Впрочем, клакбюкский священник чувствовал, что от ветеринара исходит нечто вроде духа святости. Он догадывался о паническом страхе Фердинана, плоде зловонных его угрызений совести, чуял его ужас перед тайнами пола и считал, что такие люди, как он, укрепляют приход уже одним только своим присутствием. И он был бы рад, если бы тот жил в Клакбю, пусть даже оставаясь радикалом и антиклерикалом. Иногда кюре позволял себе помечтать (у него прямо слюнки начинали течь) о том, как Фердинан Одуэн, клакбюкский прихожанин, приходит к нему на исповедь, чтобы покаяться: уж он-то, в отличие от городских священников, которые не являются настоящими врачевателями душ, не стал бы ограничиваться рассеянно-снисходительными словами. «Но ведь это ужасно…» — чудилось ему; он как бы говорил несчастному своим пришептывающим голосом, от которого в исповедальню слетались все самые непроглядные потемки церкви.

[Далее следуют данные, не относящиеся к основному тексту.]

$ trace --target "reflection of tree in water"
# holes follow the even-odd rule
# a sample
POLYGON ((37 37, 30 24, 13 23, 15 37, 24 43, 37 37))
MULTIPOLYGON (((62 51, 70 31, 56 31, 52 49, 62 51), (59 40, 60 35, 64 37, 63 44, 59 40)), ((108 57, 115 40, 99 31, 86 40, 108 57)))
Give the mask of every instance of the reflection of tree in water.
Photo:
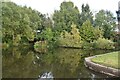
POLYGON ((59 48, 45 54, 30 49, 11 48, 3 51, 3 78, 38 78, 51 73, 55 78, 91 77, 84 67, 84 57, 104 51, 59 48))
MULTIPOLYGON (((7 51, 5 51, 7 54, 7 51)), ((38 65, 34 65, 34 53, 21 53, 20 48, 13 48, 9 55, 3 55, 3 78, 37 78, 40 74, 38 65), (21 55, 24 54, 24 55, 21 55)), ((26 51, 24 51, 26 52, 26 51)), ((5 53, 4 53, 5 54, 5 53)))
POLYGON ((43 54, 41 58, 42 69, 46 68, 46 71, 52 72, 54 77, 77 77, 76 68, 80 61, 79 50, 58 49, 53 53, 43 54))

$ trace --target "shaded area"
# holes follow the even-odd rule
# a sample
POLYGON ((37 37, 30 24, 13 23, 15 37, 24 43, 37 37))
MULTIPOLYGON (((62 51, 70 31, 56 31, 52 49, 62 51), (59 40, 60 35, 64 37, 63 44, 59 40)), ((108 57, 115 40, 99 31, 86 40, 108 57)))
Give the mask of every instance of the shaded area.
POLYGON ((58 48, 37 53, 27 47, 3 50, 3 78, 104 78, 87 69, 84 58, 110 51, 58 48))

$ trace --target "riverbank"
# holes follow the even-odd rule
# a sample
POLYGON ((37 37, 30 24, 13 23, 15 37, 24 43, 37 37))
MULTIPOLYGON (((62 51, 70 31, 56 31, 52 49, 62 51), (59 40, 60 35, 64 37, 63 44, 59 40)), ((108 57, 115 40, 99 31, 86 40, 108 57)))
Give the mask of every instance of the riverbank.
POLYGON ((85 66, 100 73, 119 77, 120 66, 117 60, 118 55, 116 56, 115 52, 112 52, 85 58, 85 66))

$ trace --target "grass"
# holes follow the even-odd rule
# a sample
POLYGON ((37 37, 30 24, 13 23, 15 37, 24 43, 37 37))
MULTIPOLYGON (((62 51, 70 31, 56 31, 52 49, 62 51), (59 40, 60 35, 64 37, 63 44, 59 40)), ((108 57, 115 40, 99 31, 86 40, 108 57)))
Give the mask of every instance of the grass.
POLYGON ((101 56, 92 58, 91 60, 92 60, 92 62, 101 64, 101 65, 104 65, 104 66, 120 69, 120 63, 119 63, 119 61, 120 61, 120 51, 111 52, 111 53, 108 53, 108 54, 102 54, 101 56))

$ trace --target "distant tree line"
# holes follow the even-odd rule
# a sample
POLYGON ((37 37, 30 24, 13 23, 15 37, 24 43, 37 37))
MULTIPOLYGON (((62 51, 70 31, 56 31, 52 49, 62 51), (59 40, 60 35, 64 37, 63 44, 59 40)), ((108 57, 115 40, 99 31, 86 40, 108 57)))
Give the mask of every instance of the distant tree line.
POLYGON ((116 27, 113 14, 100 10, 93 15, 88 4, 81 7, 79 11, 73 2, 62 2, 60 10, 47 16, 30 7, 3 2, 2 43, 18 46, 37 40, 46 41, 48 45, 71 47, 91 44, 93 47, 99 40, 112 43, 116 27))

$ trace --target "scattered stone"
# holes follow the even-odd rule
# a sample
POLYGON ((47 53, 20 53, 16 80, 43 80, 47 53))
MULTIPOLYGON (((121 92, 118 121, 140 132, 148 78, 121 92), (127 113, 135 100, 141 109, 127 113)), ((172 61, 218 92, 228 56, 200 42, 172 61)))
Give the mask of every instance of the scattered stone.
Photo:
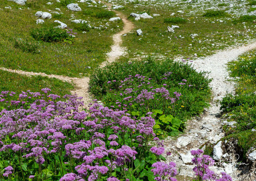
POLYGON ((38 19, 36 20, 36 24, 43 24, 44 23, 44 19, 38 19))
POLYGON ((37 11, 34 15, 38 18, 41 18, 42 19, 51 19, 52 18, 52 14, 47 12, 37 11))
POLYGON ((139 29, 137 30, 136 31, 136 32, 137 32, 137 35, 138 36, 142 36, 142 31, 141 30, 141 29, 139 29))
POLYGON ((248 158, 252 161, 255 162, 256 161, 256 150, 254 150, 253 152, 251 152, 249 154, 249 157, 248 158))
POLYGON ((176 29, 176 28, 180 28, 180 27, 179 26, 177 26, 177 25, 172 25, 172 29, 176 29))
POLYGON ((67 24, 65 24, 64 23, 62 23, 61 21, 59 21, 58 20, 55 20, 55 21, 54 21, 54 23, 58 23, 60 24, 60 25, 56 26, 54 28, 60 28, 61 29, 64 29, 64 28, 66 28, 68 27, 68 26, 67 25, 67 24))
POLYGON ((141 18, 144 19, 153 18, 152 16, 149 15, 147 13, 144 13, 141 14, 132 13, 130 15, 131 16, 135 17, 135 18, 141 18))
POLYGON ((118 6, 116 6, 112 8, 112 9, 113 9, 113 10, 118 10, 118 9, 123 8, 124 8, 124 6, 122 6, 122 5, 118 5, 118 6))
POLYGON ((78 4, 71 3, 67 5, 67 8, 69 10, 73 11, 81 11, 82 9, 79 6, 78 4))
POLYGON ((222 142, 219 141, 218 143, 213 147, 213 158, 215 160, 221 159, 223 151, 222 148, 222 142))
POLYGON ((193 156, 191 155, 190 152, 188 152, 186 155, 183 153, 180 153, 180 155, 184 163, 191 163, 191 160, 192 160, 192 159, 194 157, 193 156))
POLYGON ((174 33, 174 30, 173 29, 171 28, 169 26, 167 27, 167 29, 168 29, 168 31, 169 32, 174 33))
POLYGON ((176 147, 178 148, 180 148, 182 147, 185 147, 190 143, 191 139, 190 138, 185 136, 182 136, 178 138, 176 147))
POLYGON ((20 5, 25 5, 27 0, 8 0, 9 1, 13 1, 20 5))
POLYGON ((121 20, 121 18, 120 18, 119 17, 114 17, 110 18, 109 19, 109 21, 115 21, 118 20, 121 20))

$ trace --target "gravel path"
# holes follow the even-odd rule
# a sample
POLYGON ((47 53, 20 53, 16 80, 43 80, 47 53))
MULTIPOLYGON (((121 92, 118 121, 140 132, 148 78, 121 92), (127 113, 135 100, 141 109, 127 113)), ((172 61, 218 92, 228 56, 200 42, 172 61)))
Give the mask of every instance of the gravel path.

Он уже видел, как подавленный, объятый томительным страхом грешник идет по Клакбю и сеет среди жителей деревни святое недоверие к плоти, которое является первой ступенькой лестницы, ведущей в рай. С душами вроде ветеринаровой можно было не сомневаться, что, не слишком переутомляясь, хоть сколько-нибудь в копилку религии да положишь. Не то что со всякими убогими созданиями, которые, наведываясь раз в неделю перед ужином, сообщали: «Изменила я, отец, моему мужу с Леоном Коранпо», — и спокойно уходили, получив распоряжение прочитать «ave», «pater» и «confeteor». Вот Фердинан, тот был католиком что надо…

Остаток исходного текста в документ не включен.